Em 20 de março de 1602, os Estados Gerais da República Holandesa fundaram a Vereenigde Oostindische Compagnie, conhecida por nós, falantes de inglês, como a Companhia Holandesa das Índias Orientais. Este foi um ato de nacionalismo econômico. O estadista Johan van Oldenbarnevelt impulsionou a consolidação das duas principais empresas comerciais cuja fusão criou a empresa, alertando que a desunião deixaria a Espanha e a nova Companhia Inglesa das Índias Orientais dominarem.

A Companhia Holandesa das Índias Orientais obteve um monopólio de 21 anos no comércio a leste do Cabo da Boa Esperançacomeçando com 6,4 milhões de florins em capital. Foi a primeira multinacional de capital aberto do mundo – uma verdadeira sociedade anônima. Qualquer cidadão holandês poderia comprar ações negociadas livremente na emergente Bolsa de Valores de Amsterdã. A governação ocorreu através de um conselho de 17 diretores, equilibrado entre as províncias.

Uma fotografia do primeiro e mais antigo certificado de ações conhecido no mundo, emitido em Enkhuizen, na Holanda, em 9 de setembro de 1606, pela antiga Companhia Holandesa das Índias Orientais (Verenigde Oostindische Compagnie ou VOC). (Michel Porro/Imagens Getty)

Seus poderes eram surpreendentes.
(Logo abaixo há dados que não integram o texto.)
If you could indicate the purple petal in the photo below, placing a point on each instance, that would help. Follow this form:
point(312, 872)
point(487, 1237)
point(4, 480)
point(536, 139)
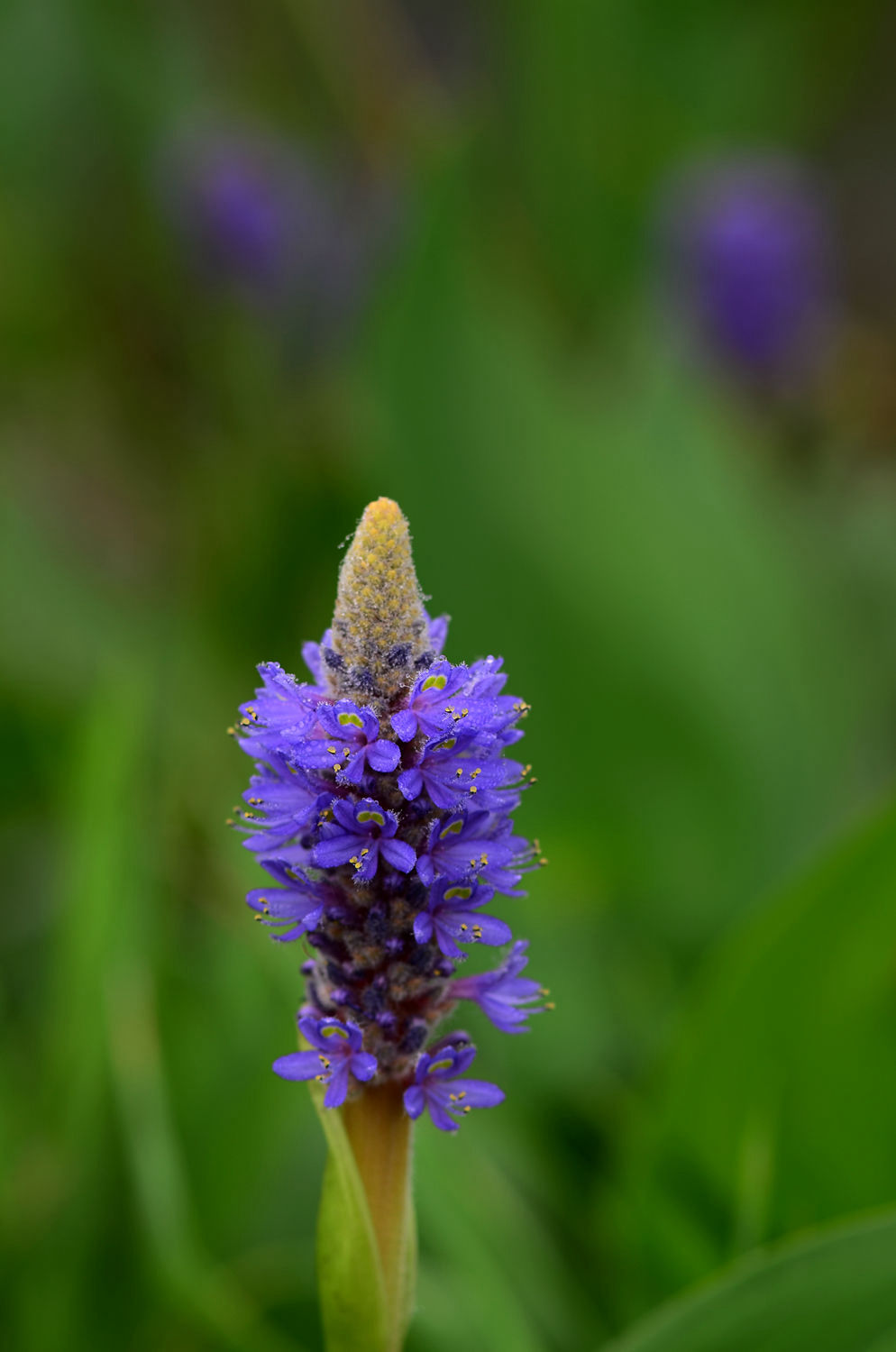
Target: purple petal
point(414, 1101)
point(405, 724)
point(338, 849)
point(399, 854)
point(297, 1065)
point(440, 1117)
point(383, 756)
point(343, 813)
point(424, 927)
point(364, 1065)
point(411, 783)
point(338, 1087)
point(477, 1092)
point(492, 930)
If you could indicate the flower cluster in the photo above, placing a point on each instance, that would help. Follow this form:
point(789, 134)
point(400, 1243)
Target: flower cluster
point(381, 808)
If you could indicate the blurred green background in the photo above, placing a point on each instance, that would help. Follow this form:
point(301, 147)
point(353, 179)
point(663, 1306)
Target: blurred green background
point(265, 262)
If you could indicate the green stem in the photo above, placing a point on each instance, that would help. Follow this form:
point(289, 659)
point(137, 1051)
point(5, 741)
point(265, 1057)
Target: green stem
point(379, 1130)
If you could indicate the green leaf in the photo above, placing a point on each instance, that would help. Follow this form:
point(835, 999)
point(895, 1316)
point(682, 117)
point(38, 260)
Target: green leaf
point(833, 1293)
point(353, 1303)
point(763, 1124)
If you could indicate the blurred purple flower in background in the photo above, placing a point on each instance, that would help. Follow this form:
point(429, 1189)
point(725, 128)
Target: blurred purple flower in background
point(261, 218)
point(750, 267)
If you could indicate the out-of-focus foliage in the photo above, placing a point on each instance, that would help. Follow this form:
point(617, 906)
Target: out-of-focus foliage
point(692, 579)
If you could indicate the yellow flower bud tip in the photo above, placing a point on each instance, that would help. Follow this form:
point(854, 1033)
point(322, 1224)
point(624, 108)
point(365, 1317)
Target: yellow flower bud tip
point(380, 626)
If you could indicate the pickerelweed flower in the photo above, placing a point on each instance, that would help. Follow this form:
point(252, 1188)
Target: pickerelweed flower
point(749, 242)
point(381, 808)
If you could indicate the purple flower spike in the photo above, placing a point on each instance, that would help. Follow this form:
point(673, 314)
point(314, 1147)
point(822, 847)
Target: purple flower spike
point(360, 833)
point(750, 243)
point(452, 918)
point(392, 762)
point(438, 1089)
point(338, 1055)
point(503, 994)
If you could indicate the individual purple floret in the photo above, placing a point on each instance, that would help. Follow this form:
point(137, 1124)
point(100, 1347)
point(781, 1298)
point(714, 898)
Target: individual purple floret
point(359, 835)
point(381, 808)
point(503, 995)
point(474, 846)
point(338, 1055)
point(348, 744)
point(438, 1089)
point(461, 768)
point(426, 708)
point(297, 902)
point(452, 917)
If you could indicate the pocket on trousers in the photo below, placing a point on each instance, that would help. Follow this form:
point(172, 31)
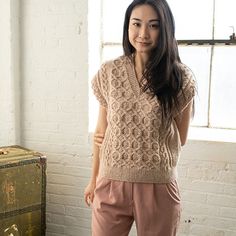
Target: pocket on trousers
point(173, 191)
point(102, 184)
A carta permitiu travar guerra, assinar tratados, construir fortes, exércitos de campo e cunhar moedas. O Estado holandês terceirizou a construção do império a uma empresa privada. No seu auge, em 1670, a Companhia Holandesa das Índias Orientais era a empresa mais rica do planeta, empregando cerca de 50 mil pessoas e monopolizando o lucrativo comércio de especiarias. Entregou dividendos médios anuais de cerca de 18% durante quase dois séculos.

Mas a arrogância e a má gestão foram apanhadas, como irritantemente tendem a acontecer ao longo da história. O contrabando, a corrupção, o aumento dos custos e a teimosia distribuição de dividendos num contexto de queda dos lucros acumularam dívidas. Na década de 1790, a Companhia Holandesa das Índias Orientais estava insolvente.